Dr. Indika U. Arachchige

Abstract

Semiconductors are a necessary component for many important electrical and optical devices such as lithium-ion batteries1, photodetectors2, transistors3, solar cells4, and bio-imaging5. As a result, many different semiconducting materials have been investigated, the most popular being direct-gap materials such as CdSe, GaAs, or PbTe due to their excellent light-matter interactions and high molar absorptivity.6 Unfortunately, the majority of these semiconductors are extremely toxic and rare, and therefore, unable to integrate into devices for biomedical or environmental applications. In contrast, Group IV semiconducting materials such as Ge and Si are much more bio-friendly but have an indirect bandgap hindering their absorption and emission properties. Sn alloying into Si and Ge modifies the valence and conduction band minima, causing an indirect-to-direct gap transition and enhancing light-matter interactions and consequently optical properties.7,8 With the addition of Sn, the bandgap is significantly reduced in the alloy, shifting the optical properties towards the IR region, but with the effects of quantum confinement, the energy gap can be increased back towards the visible or near IR spectrum.8–10 There has always been some difficulty alloying Sn with Ge and Si due to large discrepancies in lattice constants as well as high temperatures and long growth times used in traditional vapor phase syntheses, which promote Sn segregation. However, moderately low-temperature solution synthesis routes have been demonstrated to alloy Ge and Sn and produce homogeneous alloy nanocrystals (NCs) with varying sizes and compositions. Synthesis of both strongly and weakly confined Ge1-xSnx NCs were investigated both within this work and beyond.8–12 These reports established the size, composition-dependent energy gaps, and enhanced optical properties for particles ranging from 2 to 15 nm and with Sn incorporation up to 95%.8–12 To utilize these advanced properties, Ge1−xSnx NCs must be assembled into devices for optoelectronic, charge storage, and electronic applications. The first step towards this is the fabrication of these NCs into low-cost, solution-processed thin films.

Herein, we report the synthesis of Ge1−xSnx NCs with varying sizes (ranging from 4.7 ± 0.6 to 8.6 ± 1.9 nm) and Sn compositions (x = 0.01−0.08), followed by the successful exchange of insulating surfactant ligands with molecular metal chalcogenides (MCCs), to produce solution-processed conductive NC thin films.12 The ligand exchange of NCs was confirmed qualitatively as well as through FTIR spectroscopy.

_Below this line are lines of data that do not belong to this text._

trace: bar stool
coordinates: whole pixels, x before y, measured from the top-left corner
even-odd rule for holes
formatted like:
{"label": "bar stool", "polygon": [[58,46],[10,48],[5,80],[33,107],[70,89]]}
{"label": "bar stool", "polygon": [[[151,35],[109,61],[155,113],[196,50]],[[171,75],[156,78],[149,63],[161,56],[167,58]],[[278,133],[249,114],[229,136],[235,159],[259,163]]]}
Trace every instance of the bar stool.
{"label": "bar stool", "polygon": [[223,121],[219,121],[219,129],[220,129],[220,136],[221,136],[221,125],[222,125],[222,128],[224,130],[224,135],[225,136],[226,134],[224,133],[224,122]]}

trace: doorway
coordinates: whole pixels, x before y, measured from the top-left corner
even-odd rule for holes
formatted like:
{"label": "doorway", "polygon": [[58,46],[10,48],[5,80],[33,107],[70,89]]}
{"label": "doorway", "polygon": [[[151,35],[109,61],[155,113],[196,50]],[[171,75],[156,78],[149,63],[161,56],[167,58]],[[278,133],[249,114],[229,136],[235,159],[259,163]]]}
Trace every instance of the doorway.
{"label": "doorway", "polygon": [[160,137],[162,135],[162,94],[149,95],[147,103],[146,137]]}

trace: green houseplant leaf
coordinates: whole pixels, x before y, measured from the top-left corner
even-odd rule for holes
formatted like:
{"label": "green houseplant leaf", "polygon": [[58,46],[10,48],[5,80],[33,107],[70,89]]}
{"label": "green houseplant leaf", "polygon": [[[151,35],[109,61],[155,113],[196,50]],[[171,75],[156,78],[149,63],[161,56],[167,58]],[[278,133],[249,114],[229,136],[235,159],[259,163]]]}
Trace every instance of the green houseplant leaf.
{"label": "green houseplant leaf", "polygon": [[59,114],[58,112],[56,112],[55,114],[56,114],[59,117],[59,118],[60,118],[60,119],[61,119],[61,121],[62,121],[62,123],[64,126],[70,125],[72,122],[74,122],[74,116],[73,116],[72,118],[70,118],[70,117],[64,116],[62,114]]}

Structural and surface analysis of pre- and post-exchanged NCs indicates a diamond cubic structure and replacement of amine surface ligands with the MCC. Electron micrographs of alloy NCs show a notable decrease in size upon ligand exchange, which is consistent with the etching induced by chalcogenide ligands. The size confinement effects have resulted in energy gaps that are significantly blue-shifted from bulk Ge for the Ge1−xSnx alloy quantum dots with composition-tunable solution-state (1.68−1.26 eV for x = 0.01−0.08) energy gaps and solid-state (1.54−1.20 eV for x = 0.01−0.08) absorption onsets. Subsequently, the colloidal solution was spin-coated onto a glass substrate producing continuous, homogenous thin films with a thickness of 197 ± 5nm.12 Electrical characterization of the uniform NC films using the 2-point probe technique reveals that the films are insulating prior to ligand exchange and show >3 orders of magnitude increase in conductivity (3.5 × 10−6 S/cm for Ge0.92Sn0.08 NCs) upon functionalization with MCC. The electrical conductivity of the films increases with the increasing Sn composition (1.2 × 10−6 −3.5 × 10−6 S/cm for x = 0.01− 0.08), which is consistent with the increased spin-orbital coupling and reduction in energy gaps realized through homogeneous alloying of cubic Ge and α-Sn.12 The fabrication of solution-processed Ge1-xSnx NC thin films with high electronic conductivity provides an efficient methodology for cost-efficient processing of optoelectronic and charge storage devices.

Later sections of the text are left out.